Congestionamentos a qualquer hora, ruas e avenidas lotadas de veículos estacionados em suas laterais – diminuindo o espaço para o tráfego -, discussões banais no trânsito, acidentes, um verdadeiro caos. Este cenário, que antes era típico dos grandes centros urbanos, já afeta cidades de médio porte como Juiz de Fora. Não existe mais o “horário de pico”. E a tendência não é animadora com a licitação de 105 novas placas de táxi e a construção de um shopping popular na região central.
Esta realidade é resultado de uma política incentivadora na aquisição de automóveis, em detrimento de investimentos no transporte público, que condena e coloca em colapso as vias públicas. Estamos sentindo na pele os efeitos do aumento da população e do seu poder de consumo. Quando se trata de mobilidade urbana, temos a sensação de que, se resolvemos de um lado, complicamos do outro. E a grande questão que surge é: existe solução? Sim. Que agrade a todos? Não, isso é fato.
A medida implantada na Rua Floriano Peixoto, impossibilitar o estacionamento nas laterais, é um exemplo, que deve ser estudado e expandido para as demais vias da região central. Desta forma, teremos uma significativa redução e melhora no fluxo de veículos na área, espaço para maior fluidez no trânsito, possível criação de ciclovias ou ciclofaixas – demanda antiga dos juiz-foranos – e um consequente incentivo à utilização de outros meios de locomoção, como bicicletas e ônibus.

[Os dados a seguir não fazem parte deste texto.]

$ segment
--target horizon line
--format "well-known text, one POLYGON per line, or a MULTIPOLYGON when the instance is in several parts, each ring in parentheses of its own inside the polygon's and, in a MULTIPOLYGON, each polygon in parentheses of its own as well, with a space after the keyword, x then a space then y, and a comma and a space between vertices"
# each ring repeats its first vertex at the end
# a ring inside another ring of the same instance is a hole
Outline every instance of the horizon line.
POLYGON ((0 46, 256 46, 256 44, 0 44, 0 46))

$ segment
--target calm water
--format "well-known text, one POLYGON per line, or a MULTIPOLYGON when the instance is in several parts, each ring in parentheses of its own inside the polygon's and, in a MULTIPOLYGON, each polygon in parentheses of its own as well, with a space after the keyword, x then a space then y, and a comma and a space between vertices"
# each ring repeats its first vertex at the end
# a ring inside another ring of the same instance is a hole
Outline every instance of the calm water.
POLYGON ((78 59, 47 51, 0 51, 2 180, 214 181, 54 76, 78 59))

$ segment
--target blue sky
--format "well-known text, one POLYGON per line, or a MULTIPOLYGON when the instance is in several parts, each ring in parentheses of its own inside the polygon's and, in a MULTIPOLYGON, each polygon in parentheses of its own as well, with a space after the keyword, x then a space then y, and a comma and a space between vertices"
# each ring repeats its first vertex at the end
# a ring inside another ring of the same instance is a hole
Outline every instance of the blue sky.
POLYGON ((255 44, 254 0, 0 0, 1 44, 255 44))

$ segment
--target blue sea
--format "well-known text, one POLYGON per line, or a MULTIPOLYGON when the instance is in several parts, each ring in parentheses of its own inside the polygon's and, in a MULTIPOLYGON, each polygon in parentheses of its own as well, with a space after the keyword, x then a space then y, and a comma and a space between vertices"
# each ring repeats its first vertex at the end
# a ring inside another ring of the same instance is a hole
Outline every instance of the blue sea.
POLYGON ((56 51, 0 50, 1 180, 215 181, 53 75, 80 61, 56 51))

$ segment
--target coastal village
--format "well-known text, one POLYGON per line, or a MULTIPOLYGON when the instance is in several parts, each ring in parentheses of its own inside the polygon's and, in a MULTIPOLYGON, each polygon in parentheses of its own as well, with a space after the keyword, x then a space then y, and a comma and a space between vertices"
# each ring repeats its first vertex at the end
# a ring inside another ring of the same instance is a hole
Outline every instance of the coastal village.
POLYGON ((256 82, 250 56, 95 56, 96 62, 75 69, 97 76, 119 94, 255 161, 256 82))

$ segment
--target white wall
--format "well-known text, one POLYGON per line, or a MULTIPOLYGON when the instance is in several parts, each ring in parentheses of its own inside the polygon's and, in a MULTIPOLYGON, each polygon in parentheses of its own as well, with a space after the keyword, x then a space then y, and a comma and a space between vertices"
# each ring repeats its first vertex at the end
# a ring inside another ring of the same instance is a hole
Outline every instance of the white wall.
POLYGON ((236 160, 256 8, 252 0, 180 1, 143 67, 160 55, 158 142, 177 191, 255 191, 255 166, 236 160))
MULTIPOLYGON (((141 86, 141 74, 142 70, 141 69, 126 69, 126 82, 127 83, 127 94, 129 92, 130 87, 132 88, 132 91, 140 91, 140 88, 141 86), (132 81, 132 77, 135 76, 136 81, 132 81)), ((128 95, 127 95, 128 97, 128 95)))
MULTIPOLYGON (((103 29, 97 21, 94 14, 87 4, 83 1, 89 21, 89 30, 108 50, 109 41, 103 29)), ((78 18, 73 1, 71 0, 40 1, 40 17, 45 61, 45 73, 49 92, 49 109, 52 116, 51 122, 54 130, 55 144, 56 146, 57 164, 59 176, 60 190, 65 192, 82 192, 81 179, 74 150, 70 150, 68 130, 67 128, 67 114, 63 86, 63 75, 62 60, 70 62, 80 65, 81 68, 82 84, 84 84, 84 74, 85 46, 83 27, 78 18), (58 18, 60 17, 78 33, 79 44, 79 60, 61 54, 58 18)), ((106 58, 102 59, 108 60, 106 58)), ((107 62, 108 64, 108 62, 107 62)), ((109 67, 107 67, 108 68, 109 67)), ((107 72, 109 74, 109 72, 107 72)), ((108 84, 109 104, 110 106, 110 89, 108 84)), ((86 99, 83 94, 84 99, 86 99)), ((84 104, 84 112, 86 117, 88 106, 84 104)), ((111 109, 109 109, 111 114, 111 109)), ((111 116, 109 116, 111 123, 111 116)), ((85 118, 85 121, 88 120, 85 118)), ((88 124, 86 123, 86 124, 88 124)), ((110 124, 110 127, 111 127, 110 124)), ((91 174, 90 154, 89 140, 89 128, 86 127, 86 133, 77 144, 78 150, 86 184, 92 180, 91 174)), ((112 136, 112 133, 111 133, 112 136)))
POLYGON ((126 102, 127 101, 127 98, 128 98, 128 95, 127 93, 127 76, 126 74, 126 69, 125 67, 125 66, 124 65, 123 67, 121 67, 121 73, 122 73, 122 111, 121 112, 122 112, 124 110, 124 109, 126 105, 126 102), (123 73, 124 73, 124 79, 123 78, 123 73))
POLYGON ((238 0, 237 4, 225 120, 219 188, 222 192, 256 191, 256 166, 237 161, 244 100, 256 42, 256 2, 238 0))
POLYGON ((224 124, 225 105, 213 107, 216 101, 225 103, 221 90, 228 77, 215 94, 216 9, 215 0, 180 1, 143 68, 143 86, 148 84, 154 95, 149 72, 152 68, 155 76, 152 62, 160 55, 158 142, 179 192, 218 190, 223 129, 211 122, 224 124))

Para que tenhamos um transporte sustentável e de qualidade, seja público ou não, é preciso ter planejamento e investimentos. Entendo que é dever do Estado garantir a mobilidade urbana e não utilizar-se das vias públicas para gerar receita, alugando vagas de estacionamento. Entretanto, todos nós podemos e devemos ser mais participativos na gestão pública. Precisamos aprender a deixar de lado nossos anseios individuais e a compreender que algumas ações serão em prol de um bem comum. Precisamos, sim, aprender a pensar de forma coletiva, a pensar no futuro e o que queremos para ele.